On top of expanding telehealth and MAT access, the PHE gave Medicaid coverage to more vulnerable Americans. In turn, several behavioral health operators expanded further into Medicaid, with some state programs also testing out special, innovative programs to stem the nation’s mental health and addiction crises.

“During the PHE, the Medicaid program has operated under special rules to provide extra funding to states to ensure that tens of millions of vulnerable Americans kept their Medicaid coverage during a global pandemic,” the Biden administration continued. “In December, Congress enacted an orderly wind-down of these rules to ensure that patients did not lose access to care unpredictably and that state budgets don’t face a radical cliff. If the PHE were suddenly terminated, it would sow confusion and chaos into this critical wind-down.”


Although the end of the PHE will mean significant changes for the behavioral health industry and its workers, the federal government has already made moves to make some of its provisions permanent.

For example, in November, the Centers for Medicare & Medicaid Services (CMS) finalized new rules that would permanently cover some telehealth services provided in Medicare beneficiaries’ homes.

Additionally, according to recent research from the Kaiser Family Foundation, most state Medicaid programs plan to keep telehealth for behavioral health services even after the PHE ends.

The PHE telehealth changes also included flexibilities for MAT, including allowing for the initiation of opioid use disorder (OUD) treatment medication buprenorphine through telehealth.

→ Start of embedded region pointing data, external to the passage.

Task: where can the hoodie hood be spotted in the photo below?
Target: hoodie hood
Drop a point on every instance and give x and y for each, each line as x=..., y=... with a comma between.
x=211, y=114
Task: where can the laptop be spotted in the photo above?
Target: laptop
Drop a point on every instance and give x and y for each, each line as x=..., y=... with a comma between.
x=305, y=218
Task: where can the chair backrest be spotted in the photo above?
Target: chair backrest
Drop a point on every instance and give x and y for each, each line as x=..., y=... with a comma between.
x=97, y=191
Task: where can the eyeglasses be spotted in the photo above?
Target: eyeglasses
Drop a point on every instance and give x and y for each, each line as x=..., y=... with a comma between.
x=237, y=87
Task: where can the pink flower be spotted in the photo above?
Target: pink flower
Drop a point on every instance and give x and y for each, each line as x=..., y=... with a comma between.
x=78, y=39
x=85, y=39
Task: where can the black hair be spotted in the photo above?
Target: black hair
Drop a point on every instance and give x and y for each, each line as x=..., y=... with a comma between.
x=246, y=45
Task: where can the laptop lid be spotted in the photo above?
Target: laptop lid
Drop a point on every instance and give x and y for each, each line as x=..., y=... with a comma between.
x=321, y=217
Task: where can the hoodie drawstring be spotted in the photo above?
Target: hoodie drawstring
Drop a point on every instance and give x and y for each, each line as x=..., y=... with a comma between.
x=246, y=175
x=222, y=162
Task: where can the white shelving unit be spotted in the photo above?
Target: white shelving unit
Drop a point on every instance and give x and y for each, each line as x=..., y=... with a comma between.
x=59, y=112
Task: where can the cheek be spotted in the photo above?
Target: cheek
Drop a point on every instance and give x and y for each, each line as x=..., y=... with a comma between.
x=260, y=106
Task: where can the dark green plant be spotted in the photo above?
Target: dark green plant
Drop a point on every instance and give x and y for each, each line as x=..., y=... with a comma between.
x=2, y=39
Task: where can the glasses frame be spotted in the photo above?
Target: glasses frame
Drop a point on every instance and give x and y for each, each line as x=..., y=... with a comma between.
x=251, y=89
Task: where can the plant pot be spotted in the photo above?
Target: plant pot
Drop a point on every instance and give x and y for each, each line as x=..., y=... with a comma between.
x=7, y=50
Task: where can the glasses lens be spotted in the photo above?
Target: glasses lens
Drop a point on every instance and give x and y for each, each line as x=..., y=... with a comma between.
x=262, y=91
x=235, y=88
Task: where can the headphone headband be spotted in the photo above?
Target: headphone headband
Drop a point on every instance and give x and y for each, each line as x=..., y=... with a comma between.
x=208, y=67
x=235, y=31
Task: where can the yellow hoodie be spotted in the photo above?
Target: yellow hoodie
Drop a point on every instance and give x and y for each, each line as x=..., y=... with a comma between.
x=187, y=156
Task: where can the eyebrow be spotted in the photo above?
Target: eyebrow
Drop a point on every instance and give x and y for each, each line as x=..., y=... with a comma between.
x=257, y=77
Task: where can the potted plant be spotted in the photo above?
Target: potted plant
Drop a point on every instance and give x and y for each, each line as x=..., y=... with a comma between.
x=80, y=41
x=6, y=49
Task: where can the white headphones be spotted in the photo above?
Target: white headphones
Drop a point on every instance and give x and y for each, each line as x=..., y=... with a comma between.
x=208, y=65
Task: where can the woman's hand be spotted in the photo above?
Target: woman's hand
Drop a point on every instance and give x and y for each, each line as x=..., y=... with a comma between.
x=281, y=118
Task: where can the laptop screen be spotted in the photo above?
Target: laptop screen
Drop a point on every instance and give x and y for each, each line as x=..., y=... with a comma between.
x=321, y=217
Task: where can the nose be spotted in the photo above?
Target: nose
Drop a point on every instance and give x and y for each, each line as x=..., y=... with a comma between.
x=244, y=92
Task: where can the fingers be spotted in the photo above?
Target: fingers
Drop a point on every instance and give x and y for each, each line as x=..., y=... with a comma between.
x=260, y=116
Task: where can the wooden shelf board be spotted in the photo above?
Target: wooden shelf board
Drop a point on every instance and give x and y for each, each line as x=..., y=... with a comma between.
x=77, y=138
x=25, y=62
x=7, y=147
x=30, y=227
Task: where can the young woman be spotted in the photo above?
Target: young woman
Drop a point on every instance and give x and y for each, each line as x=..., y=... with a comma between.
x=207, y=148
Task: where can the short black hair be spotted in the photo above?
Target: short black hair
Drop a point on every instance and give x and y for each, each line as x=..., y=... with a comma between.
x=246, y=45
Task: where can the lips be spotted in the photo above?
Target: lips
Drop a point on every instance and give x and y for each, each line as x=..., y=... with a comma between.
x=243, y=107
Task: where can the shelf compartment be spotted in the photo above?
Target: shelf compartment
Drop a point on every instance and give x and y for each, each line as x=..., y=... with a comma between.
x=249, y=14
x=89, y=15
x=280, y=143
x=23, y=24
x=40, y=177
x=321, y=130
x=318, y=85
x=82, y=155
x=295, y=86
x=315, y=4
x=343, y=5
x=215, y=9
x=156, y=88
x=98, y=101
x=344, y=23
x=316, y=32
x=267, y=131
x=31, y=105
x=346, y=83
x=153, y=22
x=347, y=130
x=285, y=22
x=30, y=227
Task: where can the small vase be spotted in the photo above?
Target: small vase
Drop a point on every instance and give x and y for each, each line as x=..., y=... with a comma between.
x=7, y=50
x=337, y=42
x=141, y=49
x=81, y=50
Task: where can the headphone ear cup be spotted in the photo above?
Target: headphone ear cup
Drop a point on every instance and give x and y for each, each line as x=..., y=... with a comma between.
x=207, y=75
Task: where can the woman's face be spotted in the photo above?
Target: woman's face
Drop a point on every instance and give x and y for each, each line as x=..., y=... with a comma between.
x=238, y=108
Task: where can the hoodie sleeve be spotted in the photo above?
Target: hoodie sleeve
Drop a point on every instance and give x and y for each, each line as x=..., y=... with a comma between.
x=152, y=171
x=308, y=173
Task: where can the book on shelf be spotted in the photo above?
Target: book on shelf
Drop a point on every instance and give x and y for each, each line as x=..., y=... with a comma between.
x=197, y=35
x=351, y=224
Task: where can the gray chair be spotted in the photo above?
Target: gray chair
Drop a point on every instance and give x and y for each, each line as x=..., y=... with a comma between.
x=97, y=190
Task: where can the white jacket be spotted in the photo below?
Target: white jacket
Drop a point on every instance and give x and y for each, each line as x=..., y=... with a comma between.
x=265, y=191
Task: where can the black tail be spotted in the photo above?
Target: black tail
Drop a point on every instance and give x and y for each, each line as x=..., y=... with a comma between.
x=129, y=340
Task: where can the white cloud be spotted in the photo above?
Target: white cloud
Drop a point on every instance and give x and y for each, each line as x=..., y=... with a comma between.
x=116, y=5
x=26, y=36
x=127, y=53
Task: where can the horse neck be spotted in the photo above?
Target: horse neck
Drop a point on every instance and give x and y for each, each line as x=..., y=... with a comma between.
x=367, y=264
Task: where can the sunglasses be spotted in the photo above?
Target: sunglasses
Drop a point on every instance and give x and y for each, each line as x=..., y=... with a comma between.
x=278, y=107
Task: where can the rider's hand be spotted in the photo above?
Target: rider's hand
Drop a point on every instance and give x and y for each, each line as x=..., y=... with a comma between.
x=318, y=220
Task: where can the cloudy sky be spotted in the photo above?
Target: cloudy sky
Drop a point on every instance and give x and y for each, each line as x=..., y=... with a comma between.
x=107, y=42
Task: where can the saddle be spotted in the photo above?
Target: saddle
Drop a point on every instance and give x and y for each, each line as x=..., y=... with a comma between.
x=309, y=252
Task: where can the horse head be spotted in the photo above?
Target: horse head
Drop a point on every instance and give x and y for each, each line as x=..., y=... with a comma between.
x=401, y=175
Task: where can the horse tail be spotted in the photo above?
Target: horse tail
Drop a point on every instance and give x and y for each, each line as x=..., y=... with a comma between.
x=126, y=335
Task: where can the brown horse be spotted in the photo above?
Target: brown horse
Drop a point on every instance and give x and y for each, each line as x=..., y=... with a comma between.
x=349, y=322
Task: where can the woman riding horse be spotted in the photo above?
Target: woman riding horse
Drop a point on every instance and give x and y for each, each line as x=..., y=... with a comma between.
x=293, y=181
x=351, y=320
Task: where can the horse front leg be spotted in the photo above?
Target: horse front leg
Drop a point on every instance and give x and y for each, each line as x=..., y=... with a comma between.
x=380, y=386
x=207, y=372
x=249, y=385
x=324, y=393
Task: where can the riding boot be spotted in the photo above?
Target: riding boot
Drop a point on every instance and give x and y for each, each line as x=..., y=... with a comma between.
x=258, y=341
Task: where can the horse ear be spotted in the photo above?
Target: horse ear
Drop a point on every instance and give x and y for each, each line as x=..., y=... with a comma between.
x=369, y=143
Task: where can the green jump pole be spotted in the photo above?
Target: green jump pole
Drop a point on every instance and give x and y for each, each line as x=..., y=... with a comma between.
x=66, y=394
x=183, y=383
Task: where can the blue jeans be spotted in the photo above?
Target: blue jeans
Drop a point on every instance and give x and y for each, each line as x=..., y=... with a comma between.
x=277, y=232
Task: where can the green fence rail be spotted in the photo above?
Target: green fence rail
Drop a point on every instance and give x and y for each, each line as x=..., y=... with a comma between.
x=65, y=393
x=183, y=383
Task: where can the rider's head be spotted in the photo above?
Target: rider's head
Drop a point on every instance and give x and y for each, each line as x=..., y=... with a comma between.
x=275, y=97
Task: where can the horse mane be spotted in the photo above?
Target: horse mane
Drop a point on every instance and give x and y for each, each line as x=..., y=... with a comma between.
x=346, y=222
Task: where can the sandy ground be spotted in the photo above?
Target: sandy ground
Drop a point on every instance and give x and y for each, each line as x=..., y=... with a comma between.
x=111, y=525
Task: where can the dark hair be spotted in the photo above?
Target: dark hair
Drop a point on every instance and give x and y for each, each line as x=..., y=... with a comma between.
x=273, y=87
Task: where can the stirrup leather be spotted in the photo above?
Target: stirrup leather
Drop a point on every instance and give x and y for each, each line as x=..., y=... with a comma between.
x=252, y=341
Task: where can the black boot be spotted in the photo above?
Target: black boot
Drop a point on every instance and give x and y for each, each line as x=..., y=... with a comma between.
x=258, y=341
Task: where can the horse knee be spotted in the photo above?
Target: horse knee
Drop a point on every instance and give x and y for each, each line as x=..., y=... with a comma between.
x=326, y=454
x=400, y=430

At the end of last year, the federal government proposed a new rule that built on and even extended those flexibilities. The proposal would also greenlight authorized physicians to treat patients with buprenorphine and methadone-assisted treatment over telehealth.

Separately, the end-of-year appropriations bill signed by President Joe Biden on Dec. 29 included the Mainstreaming Addiction Treatment (MAT) Act, which also made some PHE flexibilities permanent.

Ultimately, the end of the PHE could impact Medicaid coverage and, in turn, access to behavioral health care. In March 2020, Congress passed the Families First Coronavirus Response Act (FFCRA), which prohibited states from disenrolling people from Medicaid during the PHE.

The federal government has looked to state-based health plan marketplaces as a potential alternative for folks losing their Medicaid coverage.

At the end of last year, CMS proposed a rule allowing federal and state marketplaces to implement a special enrollment period for individuals losing their Medicaid coverage. Under the proposal, enrollees can select a marketplace plan 60 days before or 90 days after their loss of Medicaid coverage.

The proposal also included several provisions to provide more access to behavioral health coverage by making mental health facilities and substance use disorder treatment centers essential community providers (ECP).

Interestingly, the World Health Organization (WHO) affirmed Monday that the COVID-19 pandemic remains a global public health emergency.